C++ or Java, which is faster for high frequency trading?
Overview
There are conflicting views as to what is the best solution for high frequency trading. Part of the problem is that what is high frequency trading varies more than you might expect, another part is what is meant by faster.My View
If you have a typical Java programmer and typical C++ programmer, each with a few years experience writing a typical Object Oriented Program, and you give them the same amount of time, the Java programmer is likely to have a working program earlier and will have more time to tweak the application. In this situation it is likely the Java application will be faster. IMHO.In my experience, Java performs better at C++ at detecting code which doesn't need to be done. esp micro-benchmarks which don't do anything useful. ;) If you tune Java and C++ as far as they can go given any amount of expertise and time, the C++ program will be faster. However, given limited resources and in changing environment a dynamic language will out perform. i.e. in real world applications.

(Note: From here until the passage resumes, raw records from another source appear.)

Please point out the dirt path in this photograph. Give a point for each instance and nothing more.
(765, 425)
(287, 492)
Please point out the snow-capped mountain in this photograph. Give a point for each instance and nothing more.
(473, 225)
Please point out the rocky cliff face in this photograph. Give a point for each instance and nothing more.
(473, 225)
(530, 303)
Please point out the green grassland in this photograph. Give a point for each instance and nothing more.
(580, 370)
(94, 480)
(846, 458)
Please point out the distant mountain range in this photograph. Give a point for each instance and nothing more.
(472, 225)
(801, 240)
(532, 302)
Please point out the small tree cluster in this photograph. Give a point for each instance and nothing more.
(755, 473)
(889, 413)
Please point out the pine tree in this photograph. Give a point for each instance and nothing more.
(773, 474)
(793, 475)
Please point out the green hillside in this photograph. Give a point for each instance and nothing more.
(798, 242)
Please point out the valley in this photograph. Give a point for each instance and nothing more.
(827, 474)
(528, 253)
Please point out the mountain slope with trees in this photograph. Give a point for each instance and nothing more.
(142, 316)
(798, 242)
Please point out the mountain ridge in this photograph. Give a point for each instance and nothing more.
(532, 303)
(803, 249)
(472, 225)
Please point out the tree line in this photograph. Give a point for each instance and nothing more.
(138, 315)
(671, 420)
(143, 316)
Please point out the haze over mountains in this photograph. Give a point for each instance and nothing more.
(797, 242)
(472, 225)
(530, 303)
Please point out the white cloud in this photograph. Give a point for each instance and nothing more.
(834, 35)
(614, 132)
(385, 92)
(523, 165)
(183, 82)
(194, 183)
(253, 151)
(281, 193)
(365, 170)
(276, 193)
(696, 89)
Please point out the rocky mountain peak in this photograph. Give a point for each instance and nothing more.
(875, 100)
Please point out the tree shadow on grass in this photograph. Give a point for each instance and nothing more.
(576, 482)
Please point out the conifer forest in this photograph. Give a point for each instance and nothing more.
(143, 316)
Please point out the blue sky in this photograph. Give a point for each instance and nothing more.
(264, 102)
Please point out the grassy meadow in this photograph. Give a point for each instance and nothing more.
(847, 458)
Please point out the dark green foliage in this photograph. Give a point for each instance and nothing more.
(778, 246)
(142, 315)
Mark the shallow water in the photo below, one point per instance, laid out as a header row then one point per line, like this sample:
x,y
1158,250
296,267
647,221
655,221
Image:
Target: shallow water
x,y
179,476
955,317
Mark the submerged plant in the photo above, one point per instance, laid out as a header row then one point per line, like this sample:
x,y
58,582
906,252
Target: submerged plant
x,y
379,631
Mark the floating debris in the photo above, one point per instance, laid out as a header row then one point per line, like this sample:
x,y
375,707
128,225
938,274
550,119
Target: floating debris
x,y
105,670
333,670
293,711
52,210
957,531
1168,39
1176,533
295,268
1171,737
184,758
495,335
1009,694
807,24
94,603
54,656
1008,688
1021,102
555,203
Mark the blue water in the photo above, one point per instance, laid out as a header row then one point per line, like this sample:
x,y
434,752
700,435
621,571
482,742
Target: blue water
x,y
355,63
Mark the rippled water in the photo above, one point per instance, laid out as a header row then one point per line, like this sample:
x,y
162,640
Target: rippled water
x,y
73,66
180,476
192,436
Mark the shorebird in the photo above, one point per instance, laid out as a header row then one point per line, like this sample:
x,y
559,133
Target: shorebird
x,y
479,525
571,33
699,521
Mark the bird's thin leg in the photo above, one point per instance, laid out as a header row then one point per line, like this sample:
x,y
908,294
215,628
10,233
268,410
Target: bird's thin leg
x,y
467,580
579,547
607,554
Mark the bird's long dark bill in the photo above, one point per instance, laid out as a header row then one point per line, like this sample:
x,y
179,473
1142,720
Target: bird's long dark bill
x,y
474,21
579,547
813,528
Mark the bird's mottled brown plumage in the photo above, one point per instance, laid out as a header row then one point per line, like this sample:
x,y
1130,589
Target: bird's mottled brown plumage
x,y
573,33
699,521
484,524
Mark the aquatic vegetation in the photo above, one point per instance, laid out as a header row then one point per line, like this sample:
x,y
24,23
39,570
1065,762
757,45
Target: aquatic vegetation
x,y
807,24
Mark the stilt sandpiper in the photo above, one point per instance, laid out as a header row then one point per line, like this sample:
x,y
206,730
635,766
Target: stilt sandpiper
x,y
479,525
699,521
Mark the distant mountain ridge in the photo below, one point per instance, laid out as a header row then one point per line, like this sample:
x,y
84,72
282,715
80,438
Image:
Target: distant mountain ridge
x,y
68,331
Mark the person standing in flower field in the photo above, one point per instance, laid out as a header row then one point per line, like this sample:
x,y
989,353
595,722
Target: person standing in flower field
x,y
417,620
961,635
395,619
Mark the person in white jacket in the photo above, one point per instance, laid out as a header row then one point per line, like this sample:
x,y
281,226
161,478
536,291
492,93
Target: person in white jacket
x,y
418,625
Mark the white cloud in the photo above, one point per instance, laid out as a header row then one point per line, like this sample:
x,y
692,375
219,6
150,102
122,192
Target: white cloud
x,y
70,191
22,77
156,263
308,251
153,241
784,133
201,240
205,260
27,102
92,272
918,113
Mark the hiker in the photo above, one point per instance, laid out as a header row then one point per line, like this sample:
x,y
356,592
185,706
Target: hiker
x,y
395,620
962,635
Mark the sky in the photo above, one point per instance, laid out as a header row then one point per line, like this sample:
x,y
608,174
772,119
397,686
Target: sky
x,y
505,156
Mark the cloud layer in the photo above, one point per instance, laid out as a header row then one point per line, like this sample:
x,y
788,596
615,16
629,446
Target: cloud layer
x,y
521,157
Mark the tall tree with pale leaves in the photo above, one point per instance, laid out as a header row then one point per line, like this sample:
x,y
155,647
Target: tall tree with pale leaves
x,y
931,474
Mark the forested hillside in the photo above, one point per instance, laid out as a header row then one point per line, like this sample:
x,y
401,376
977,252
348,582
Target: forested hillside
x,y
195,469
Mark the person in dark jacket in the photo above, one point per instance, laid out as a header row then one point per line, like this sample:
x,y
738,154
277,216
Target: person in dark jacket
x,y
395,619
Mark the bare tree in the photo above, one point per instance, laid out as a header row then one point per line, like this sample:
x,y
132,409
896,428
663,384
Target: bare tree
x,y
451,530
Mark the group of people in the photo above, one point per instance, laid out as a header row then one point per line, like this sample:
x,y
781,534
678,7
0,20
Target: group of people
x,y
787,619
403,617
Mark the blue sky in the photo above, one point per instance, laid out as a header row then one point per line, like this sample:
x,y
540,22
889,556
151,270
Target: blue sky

In the equities space latency you need latencies sub-10 us to be seriously high frequency. Java and even standard OOP C++ on commodity hardware is not an option. You need C or a cut down version of C++ and specialist hardware like FPGAs, GPUs.
In FX, high frequency means a latencies of sub-100 us. In this space C++ or a cut down Java (low GC) with kernel bypass network adapter is an option. In this space, using one language or another will have pluses and minuses. Personally, I think Java gives more flexibility as the exchanges are constantly changing, assuming you believe you can use IT for competitive advantage.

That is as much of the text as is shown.